È nel disegno sommario e non nel quadro finito che il pittore svela il suo gesto intimo, la sua soggettività spoglia, essenziale. Quel segno, tracciato di slancio e in pochi attimi, analogo allo stenogramma di un battito segreto, mette a nudo il nucleo più intimo del suo fare – che coincide con il suo essere. Da parte sua lo scrittore, negli appunti preparatori del libro che intende scrivere, non si obbliga forse a una dimensione più autentica ed estrema?
Nudità, concentrazione, intensità, vissute con leggerezza, in un tempo breve: tre unità non classiche che accomunano il disegno del pittore al taccuino dello scrittore, ed entrambi agli “appunti della mano sinistra”. In questo senso i grafismi di Roland Barthes hanno la pienezza persuasiva di una pagina scritta che vorrebbe liberarsi dalla tirannia del significato, ma restano frammenti di quel desiderio.
Fra opera compiuta – che afferma una precisa visione del mondo – e schizzo veloce – metronomo di un effimero stato d’animo che non afferma nulla, corre la stessa differenza che separa l’io ordinatore e descrittivo dall’espressione concentrata e febbrile del soggetto che annota le sue emozioni.
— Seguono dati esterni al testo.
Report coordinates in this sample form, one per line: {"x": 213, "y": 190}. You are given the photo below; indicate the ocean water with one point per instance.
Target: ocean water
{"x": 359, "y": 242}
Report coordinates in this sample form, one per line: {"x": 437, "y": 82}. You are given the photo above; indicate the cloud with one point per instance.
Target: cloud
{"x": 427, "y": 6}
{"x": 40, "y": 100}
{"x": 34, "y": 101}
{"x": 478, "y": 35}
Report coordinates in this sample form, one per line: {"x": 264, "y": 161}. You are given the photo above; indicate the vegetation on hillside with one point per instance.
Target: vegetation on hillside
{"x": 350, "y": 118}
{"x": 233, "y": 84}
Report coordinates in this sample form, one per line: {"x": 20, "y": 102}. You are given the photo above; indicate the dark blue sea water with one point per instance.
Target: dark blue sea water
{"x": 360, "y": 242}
La mano trascrive il sogno che la memoria diurna sta per dimenticare. In un’opera di Mirò (Senza titolo, 1962), una striscia scura e serpentina, un sole rosso e uno nero, una cifra misteriosa, campeggiano nel bianco della tela con una gioiosità ineguagliabile, che guida verso ulteriori metamorfosi.

Felix Fénéon, il critico francese che raccolse per noi le prose rimbaudiane delle Illuminations, per anni il più attento e moderno commentatore degli Impressionisti, ci rivela, come in certi dipinti, e non solo di suoi contemporanei, il pittore si è nascosto e ha lasciato parlare le convenzioni del suo tempo. La propria natura intima l’ha confinata in un dettaglio segreto – trascurabile, secondario, forse invisibile – della tela ultimata. In modo analogo il disegno preparatorio dell’artista ci svela una via che il quadro cancellerà: è la via minor, forse più significativa della maior, che doveva celarsi nel quadro ufficiale per sancire la sua esistenza.
Lo scrittore – ne sono illustri esempi Hugo e Baudelaire – ha spesso tracciato pittogrammi ai margini dei suoi testi, come volontaria evasione dal regno diacronico e chiaro della scrittura verso quello della pittura, enigmatico e sincronico, della pittura. In questo senso, per secoli, il disegno ha rappresentato la mano sinistra (quella involontaria, casuale, “minore”) che si contrappone asimmetricamente alla mano destra.
«Che felice mestiere quello del pittore paragonato a quello dell’uomo di lettere! All’attività felice della mano e dell’occhio nell’uno corrisponde il supplizio del cervello nel secondo; e il lavoro che per l’uno è un godimento per l’altro è una pena…». Così i fratelli Goncourt, nel loro Journal, separano il mondo razionale e riflessivo della scrittura da quello irrazionale e istintivo della pittura. Ma in realtà anche nella scrittura si profila, alla fine del XIX secolo, un discorso dell’ombra dove al venir meno delle forme tradizionali corrisponde la voce di nessuno della poesia contemporanea.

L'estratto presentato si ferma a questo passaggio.